What this library implements

The Zhang/Liu/Shi (arXiv:2504.11775, 2025) correction matrix framework for the Lindholm (2022) discrimination-free pricing formula, operating exclusively on privatised sensitive attributes.

The core formula is Lindholm's::

h*(X) = sum_k f_k(X) * P*(D=k)

where each group model f_k(X) is trained using LDP-corrected sample weights derived from the Pi^{-1} correction matrix, and P*(D) is a reference distribution estimated from the debiased noisy frequencies via T^{-1}.

No existing Python package implements this. OpenDP does k-RR but not the group-specific pricing correction. Fairlearn and AIF360 require the true sensitive attribute. InsurFair (R) implements Lindholm but not under LDP.

Architecture warning

The formal LDP privacy guarantee requires a Trusted Third Party (TTP) architecture: policyholders submit their privatised responses directly to the TTP, not to the insurer.
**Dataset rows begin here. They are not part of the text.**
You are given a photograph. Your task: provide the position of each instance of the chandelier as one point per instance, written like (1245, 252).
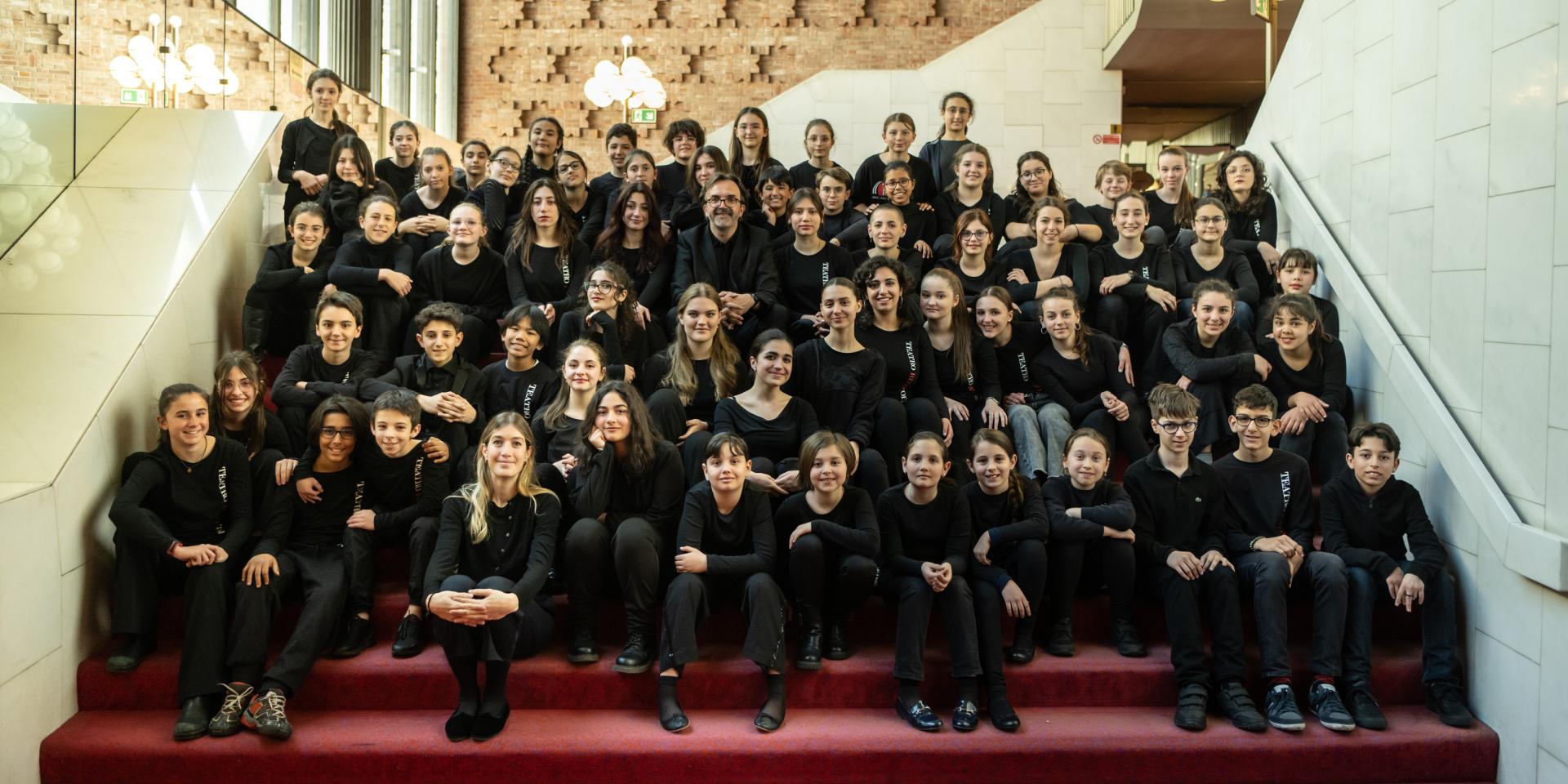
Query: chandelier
(168, 74)
(630, 83)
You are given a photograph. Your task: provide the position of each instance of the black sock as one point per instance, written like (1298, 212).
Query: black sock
(775, 705)
(668, 706)
(968, 688)
(463, 666)
(494, 687)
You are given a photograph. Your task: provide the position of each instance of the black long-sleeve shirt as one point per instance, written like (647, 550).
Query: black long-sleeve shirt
(1233, 270)
(322, 380)
(1371, 530)
(1267, 497)
(479, 287)
(775, 438)
(603, 487)
(165, 499)
(1176, 513)
(359, 262)
(850, 526)
(736, 545)
(937, 532)
(519, 545)
(1106, 506)
(1075, 385)
(843, 388)
(1012, 526)
(1324, 375)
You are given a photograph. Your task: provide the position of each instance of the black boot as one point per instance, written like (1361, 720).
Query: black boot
(809, 653)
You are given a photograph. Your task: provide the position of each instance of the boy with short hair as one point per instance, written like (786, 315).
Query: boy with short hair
(1179, 513)
(1269, 494)
(317, 372)
(449, 390)
(1368, 516)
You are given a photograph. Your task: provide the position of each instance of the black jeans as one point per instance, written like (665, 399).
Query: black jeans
(141, 576)
(1321, 577)
(1440, 635)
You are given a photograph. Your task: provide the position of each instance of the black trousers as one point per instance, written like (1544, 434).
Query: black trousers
(320, 576)
(1184, 604)
(1321, 579)
(419, 537)
(141, 576)
(1026, 565)
(688, 601)
(518, 635)
(915, 599)
(828, 576)
(634, 550)
(1112, 565)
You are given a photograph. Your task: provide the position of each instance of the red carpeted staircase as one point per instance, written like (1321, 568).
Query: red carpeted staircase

When a single organisation runs this code, the formal privacy guarantee does not apply in the same sense. This library provides the correct mathematical framework for the multi-party case and is suitable for research, simulation, and compliance demonstration. Deploying as a live privacy guarantee requires proper TTP infrastructure.

Quick start

import numpy as np
from sklearn.linear_model import Ridge
from insurance_fairness_ldp import (
    KaryRandomisedResponse,
    LDPDiscriminationFreePrice,
    LDPFairnessReport,
)

# Step 1: Define the LDP mechanism (epsilon controls privacy/accuracy trade-off)
krr = KaryRandomisedResponse(
    epsilon=1.0,
    categories=["White", "Asian", "Black", "Other"],
)

# Step 2: In a real deployment, policyholders apply k-RR themselves.
# In simulation or research, we apply it:
S_private = krr.privatise(true_ethnicity_array, random_state=42)

# Step 3: Fit discrimination-free pricing model
model = LDPDiscriminationFreePrice(
    base_estimator=Ridge(),
    mechanism=krr,
    reference_dist="marginal",  # or supply P*(D) directly
)
model.fit(X_train, S_private_train, y_train)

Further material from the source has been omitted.